As for the current updates on Frank, Javice and Amar were fired from JPMC. However, Javice was arrestedin April, pocketing $45 million from the acquisition. Prosecutors are currently delaying JMPC’s lawsuit with Javice by requesting “a federal judge to halt pre-trial information exchanges until she has been tried on criminal charges.” This particular pause will aid prosecutors in the paused discovery part of JMPC’s Delaware-based lawsuit, limiting Javice from “gather[ing] information that would help bolster her criminal defense.” Considering that both the U.S. government and J. P. Morgan’s cases rely on the same set of information, prosecutors state the delay in pre-trial information will not jeopardize Amar or Javice’s rights whatsoever. These recent developments underscore the intricate legal challenges in the ongoing fraud case, with a focus on ensuring a fair trial for all parties involved.

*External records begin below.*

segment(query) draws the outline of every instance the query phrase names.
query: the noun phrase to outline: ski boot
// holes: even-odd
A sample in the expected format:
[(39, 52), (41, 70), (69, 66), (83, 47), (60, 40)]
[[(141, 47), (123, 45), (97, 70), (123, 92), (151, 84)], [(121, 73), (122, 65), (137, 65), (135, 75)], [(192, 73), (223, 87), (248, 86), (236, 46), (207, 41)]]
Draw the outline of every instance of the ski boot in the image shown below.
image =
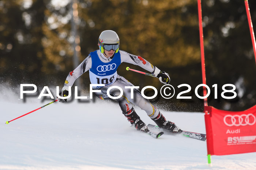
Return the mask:
[(161, 128), (174, 134), (179, 134), (182, 132), (179, 127), (174, 123), (166, 121), (165, 118), (160, 112), (156, 118), (151, 119), (157, 126)]
[(123, 113), (136, 129), (143, 132), (147, 132), (149, 131), (147, 126), (140, 119), (140, 116), (137, 114), (133, 107), (125, 113)]

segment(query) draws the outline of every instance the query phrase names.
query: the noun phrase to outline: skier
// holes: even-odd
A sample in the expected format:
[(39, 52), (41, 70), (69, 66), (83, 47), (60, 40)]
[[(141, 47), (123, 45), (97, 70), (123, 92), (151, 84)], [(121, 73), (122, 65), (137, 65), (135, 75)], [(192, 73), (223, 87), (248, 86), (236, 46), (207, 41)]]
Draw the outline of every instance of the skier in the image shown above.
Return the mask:
[[(137, 115), (132, 106), (132, 103), (145, 110), (147, 115), (158, 127), (173, 133), (179, 133), (182, 131), (173, 122), (167, 121), (158, 109), (153, 106), (147, 99), (143, 98), (138, 89), (133, 90), (134, 98), (131, 98), (131, 89), (125, 86), (134, 86), (128, 80), (120, 76), (117, 69), (123, 62), (140, 66), (152, 73), (153, 75), (159, 79), (163, 84), (168, 84), (170, 77), (168, 74), (161, 71), (140, 56), (131, 54), (119, 50), (119, 38), (116, 32), (112, 30), (102, 32), (98, 39), (99, 50), (91, 52), (84, 60), (73, 71), (69, 72), (65, 81), (64, 86), (60, 93), (61, 96), (68, 95), (68, 86), (72, 86), (75, 81), (85, 72), (89, 70), (91, 84), (105, 84), (103, 87), (97, 86), (93, 88), (100, 90), (101, 92), (94, 92), (96, 96), (102, 100), (112, 99), (107, 95), (107, 90), (116, 86), (123, 89), (123, 95), (117, 99), (119, 105), (124, 116), (136, 129), (147, 132), (149, 130), (146, 124)], [(114, 96), (119, 96), (120, 91), (112, 88), (110, 94)], [(65, 102), (67, 99), (59, 98), (59, 102)]]

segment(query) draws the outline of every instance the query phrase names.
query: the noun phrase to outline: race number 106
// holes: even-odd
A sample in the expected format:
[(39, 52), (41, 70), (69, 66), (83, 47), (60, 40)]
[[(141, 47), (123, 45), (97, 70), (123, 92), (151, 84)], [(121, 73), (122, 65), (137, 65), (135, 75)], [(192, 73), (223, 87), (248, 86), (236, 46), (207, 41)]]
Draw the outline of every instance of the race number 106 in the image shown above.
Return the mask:
[[(181, 95), (188, 92), (191, 90), (191, 86), (187, 84), (180, 84), (177, 87), (178, 88), (180, 88), (184, 86), (187, 87), (188, 88), (188, 90), (182, 91), (178, 94), (178, 95), (177, 95), (177, 99), (191, 99), (192, 98), (191, 96), (181, 96)], [(201, 87), (203, 87), (203, 87), (204, 87), (207, 89), (207, 94), (205, 96), (200, 96), (198, 94), (198, 88)], [(217, 93), (217, 84), (214, 84), (212, 85), (212, 87), (214, 88), (214, 98), (217, 99), (218, 97)], [(226, 88), (226, 87), (231, 87), (232, 88), (232, 89), (227, 90)], [(223, 91), (221, 94), (221, 97), (222, 98), (226, 99), (234, 99), (236, 97), (237, 93), (235, 91), (235, 90), (236, 90), (236, 86), (234, 84), (224, 84), (222, 86), (222, 90)], [(197, 97), (199, 99), (203, 99), (207, 98), (210, 95), (211, 93), (211, 90), (210, 90), (210, 88), (209, 87), (209, 86), (207, 85), (204, 84), (201, 84), (196, 86), (196, 88), (195, 90), (195, 93)], [(231, 93), (233, 94), (233, 95), (232, 96), (226, 96), (225, 95), (225, 94), (226, 93)]]

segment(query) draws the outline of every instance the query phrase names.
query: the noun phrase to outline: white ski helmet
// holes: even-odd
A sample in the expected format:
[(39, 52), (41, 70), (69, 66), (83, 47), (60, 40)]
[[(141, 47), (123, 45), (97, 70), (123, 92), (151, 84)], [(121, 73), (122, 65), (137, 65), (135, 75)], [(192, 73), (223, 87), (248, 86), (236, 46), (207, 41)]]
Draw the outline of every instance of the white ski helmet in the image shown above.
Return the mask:
[(99, 47), (101, 52), (104, 52), (104, 50), (109, 51), (111, 50), (118, 52), (119, 50), (119, 37), (116, 33), (112, 30), (103, 31), (99, 37)]

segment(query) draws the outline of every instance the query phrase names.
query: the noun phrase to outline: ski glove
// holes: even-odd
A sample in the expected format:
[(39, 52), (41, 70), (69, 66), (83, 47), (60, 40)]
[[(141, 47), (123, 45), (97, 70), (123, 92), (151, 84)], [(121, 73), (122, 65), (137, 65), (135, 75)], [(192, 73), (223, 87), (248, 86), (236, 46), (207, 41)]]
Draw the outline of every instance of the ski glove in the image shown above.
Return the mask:
[[(60, 95), (60, 96), (61, 96), (61, 97), (66, 97), (68, 95), (68, 91), (65, 90), (63, 91), (62, 91), (62, 92), (60, 92), (59, 94), (59, 95)], [(58, 99), (58, 100), (59, 100), (59, 102), (61, 102), (62, 103), (66, 102), (67, 100), (67, 99), (62, 99), (60, 98), (58, 98), (57, 97), (57, 98)]]
[(156, 67), (155, 67), (155, 71), (152, 74), (155, 77), (159, 79), (159, 80), (163, 84), (169, 84), (170, 76), (168, 73), (164, 71), (161, 71)]

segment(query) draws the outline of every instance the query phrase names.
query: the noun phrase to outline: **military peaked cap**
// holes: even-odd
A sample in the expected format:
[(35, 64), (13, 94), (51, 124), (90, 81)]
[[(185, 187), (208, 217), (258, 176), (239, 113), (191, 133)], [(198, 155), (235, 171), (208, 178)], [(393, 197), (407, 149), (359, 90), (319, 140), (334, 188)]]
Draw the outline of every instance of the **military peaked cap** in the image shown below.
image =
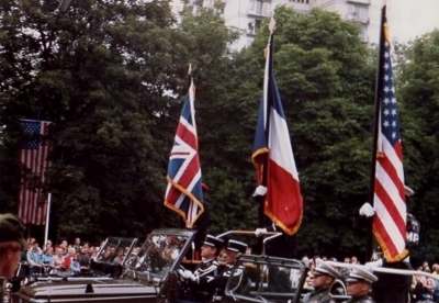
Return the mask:
[(370, 284), (378, 281), (378, 277), (373, 274), (368, 269), (356, 268), (350, 273), (346, 281), (349, 282), (357, 282), (357, 281), (364, 281)]
[(221, 249), (224, 246), (224, 240), (222, 238), (215, 237), (213, 235), (207, 235), (203, 245), (215, 247)]
[(23, 223), (13, 214), (0, 214), (0, 243), (18, 242), (25, 248), (25, 228)]
[(229, 239), (227, 243), (227, 250), (245, 254), (248, 245), (244, 242)]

In light of these developments, the case involving Charlie Javice and her ed-tech startup, Frank, has taken a complex and legal turn. Javice’s arrest, the delayed lawsuit with J. P. Morgan Chase (JMPC), and the ongoing investigations by the SEC and the DOJ highlight the intricate legal challenges surrounding the alleged fraud. Despite the twists and turns, the focus remains on ensuring a fair trial for all parties involved and upholding the integrity of the legal process. These events serve as a stark reminder that even high-profile success stories can unravel when deception and dishonesty come to light. The legal saga continues, and further developments in this intriguing case are eagerly anticipated.